Le M25 de l'Argayon au coeur d'un nouveau triptyque belge
D'Uccle (ITF 30.000 dollars au Léopold Club) à Liège (ATP Challenger 50 au RTCL) en passant par Nivelles (30.000 dollars à l'Argayon), la Belgique, et particulièrement la région francophone, va vivre fin juin début juillet à l'heure du tennis, avec une sorte de mini circuit aussi précieux pour nos jeunes joueurs qu'attrayant pour l'amateur de notre sport.
Les organisateurs du BW Tennis Trophy, tournoi 30.000 dollars qui se tiendra du 28 juin au 4 juillet dans les installations de l'Argayon, ont présenté leur compétition mercredi matin, et rappelé qu'elle s'inscrivait dans un contexte inédit, entre l'ITF 30.000 dollars du Léopold Club du 21 au 28 juin et le Challenger 50 de Liège du 5 au 12 juillet. Trois événements naturellement reliés puisque, d'une part, ils vont permettre à une même catégorie de joueurs pros, parmi lesquels nombre de jeunes Belges, de disputer trois tournois en trois semaines quelque part entre la capitale et la cité ardente, ce qui leur permet d'évoluer à moindre frais dans un environnement favorable. Quand on sait ce que peut coûter une carrière à ce niveau, c'est précieux. Et d'autre part, le meilleur Belge des deux premiers rendez-vous qui n'aura pas directement accès au Challenger liégeois y obtiendra une wild card pour les qualifications.

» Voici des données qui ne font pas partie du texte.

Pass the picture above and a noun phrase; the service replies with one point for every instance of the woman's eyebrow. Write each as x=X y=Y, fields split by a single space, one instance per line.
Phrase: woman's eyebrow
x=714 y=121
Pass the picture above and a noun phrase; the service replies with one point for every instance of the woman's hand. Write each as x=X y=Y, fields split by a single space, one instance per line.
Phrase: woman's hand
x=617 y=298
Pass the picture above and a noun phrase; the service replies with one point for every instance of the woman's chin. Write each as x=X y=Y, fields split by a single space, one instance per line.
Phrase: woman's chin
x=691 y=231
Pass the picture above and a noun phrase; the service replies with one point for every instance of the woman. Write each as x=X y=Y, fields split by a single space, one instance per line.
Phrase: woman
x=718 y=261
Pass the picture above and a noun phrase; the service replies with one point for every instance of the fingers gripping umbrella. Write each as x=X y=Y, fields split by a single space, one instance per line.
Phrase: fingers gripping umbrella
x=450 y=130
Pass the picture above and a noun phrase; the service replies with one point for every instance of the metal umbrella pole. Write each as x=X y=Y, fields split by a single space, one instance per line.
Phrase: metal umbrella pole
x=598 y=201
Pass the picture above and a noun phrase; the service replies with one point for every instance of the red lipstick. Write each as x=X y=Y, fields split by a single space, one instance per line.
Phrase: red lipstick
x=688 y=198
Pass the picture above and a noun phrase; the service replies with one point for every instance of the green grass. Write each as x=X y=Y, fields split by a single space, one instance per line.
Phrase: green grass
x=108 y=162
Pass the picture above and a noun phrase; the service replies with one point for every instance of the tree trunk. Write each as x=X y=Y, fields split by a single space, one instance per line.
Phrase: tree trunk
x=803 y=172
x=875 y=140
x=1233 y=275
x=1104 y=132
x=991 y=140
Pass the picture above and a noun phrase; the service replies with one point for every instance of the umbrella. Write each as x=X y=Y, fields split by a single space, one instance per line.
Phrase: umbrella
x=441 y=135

On peut d'autant plus se féliciter de l'avènement d'un tel triptyque que si on arrive à multiplier ailleurs les organisations du genre, y compris dans certains pays d'Afrique, en Belgique ceux qui s'y sont employés savent à quel point c'est compliqué, ne fut-ce que pour trouver les sponsors qui font la différence. A Nivelles et à l'Argayon, avec le soutien actif, entre autres, de la région Brabant de TPPWB, Jeroen Buys, le directeur du tournoi, et Xavier Daufresne, l'ancien 1/8e de finaliste de l'Australian Open, directeur du club nivellois depuis 30 ans, y sont donc arrivés. "Nous organisons déjà chaque année, et depuis plus de 20 ans, des tournois internationaux pour jeunes moins de 14 et moins de 16 ans", rappelle Xavier. "Quand l'occasion s'est présentée de retrouver en quelque sorte l'ambiance du circuit que j'ai tellement appréciée en son temps, alors qu'on était loin des facilités d'aujourd'hui, je n'ai pas hésité, cela va forcément réveiller quelques souvenirs", sourit-il.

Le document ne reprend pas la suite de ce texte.